Just before Covid hit the union was putting a lot of energy into fighting a standard uniform color. Each time the union rep sends out a survey to find out what nurses want, the questions are hard to answer. The questions are very biased and generally negative. Granted, the hospital was not operationalizing the change very well. It has yet to make an official change.

Some of the nurses would have preferred that level of energy be put into enforcing the current contract and making sure nurses were getting meal breaks and rest breaks. Assignment despite objections (ADOs) were filled out every time the units were not staffed to grid, usually short NAs and break nurses. Nothing seemed to be getting done. The union rarely updates the union members on the concerns submitted by ADO.

In the specific case I mentioned the ED manager was flummoxed by the fierce way the union defended the nurse's use of her PTO and sick call. The manager explained all the processes in trying to cross t's and dot I's. She is someone who tries to be reasonable and fair. The union dug in though, and this nurse kept her job. 

SunDazed, BSN, RN

Has 16 years experience.

On 11/22/2021 at 10:07 PM, RN&run said:

Still sounds like a culture problem, not a problem of individuals. My company has a ‘points’ system— lose too many to tardies or call outs, you’re out. As long as you stay under the limit your sick time is yours to use. It’s childish, but it works. You literally can’t keep your job if you habitually call out more than once every 4 months. This makes it a generally pleasant place. Everyone gets their full lunch break, so you’re less likely to fall ill due to exhaustion, anyway. 

I think it is a culture problem, for sure. The kind of rules you speak of were used in the past, until the kin care law was passed. They did help with absenteeism, but obviously did not cause a permanent culture shift.  The kin care law is one of those well intentioned laws that has a dark side to it. I wish those rules could be brought back. 

10 hours ago, Jeckrn1 said:

I have worked at places that if you call off the shift before or after the holiday you do not get holiday pay for the holiday. 

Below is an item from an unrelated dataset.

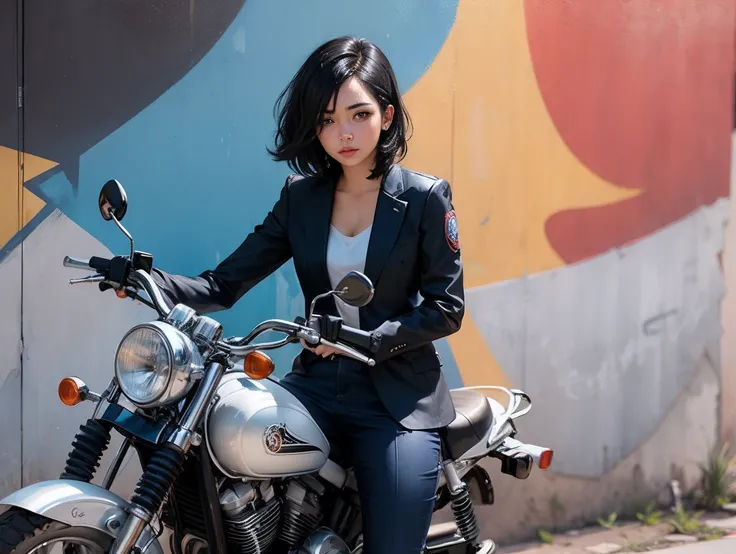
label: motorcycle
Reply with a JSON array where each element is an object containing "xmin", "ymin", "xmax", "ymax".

This is my hospital.  A few years ago, one nurse lost her holiday pay for calling out on a surrounding shift, despite finding another nurse to cover it for her.  That was the first I'd heard of the rule; I made sure to read my contract a little better after that.

 

On 11/24/2021 at 11:36 AM, Jedrnurse said:

You see, this gives unions a bad name. They should WANT obviously bad eggs like this to be gone. On the other hand, I've heard of situations in which the management can't be bothered to create the appropriate paper trail to get rid of somebody (with cause) per the contract's provisions...

 

Exactly!  Unions aren't magic. They can't keep someone from being fired for cause.  All they can do is ensure the employer follows due process. If management wants someone gone, they need to do their jobs and document the necessary evidence to make that happen. Unions are made up of other employees, and they usually do want the lazy and incompetent coworkers gone.  But unions fight because they want the process to be followed (which usually involves warnings and improvement plans), so the dismissal is fair and the system remains intact so good workers can't be unfairly terminated by a manager with a grudge. It annoys me to no end when people blame unions for the shortcomings of lazy management.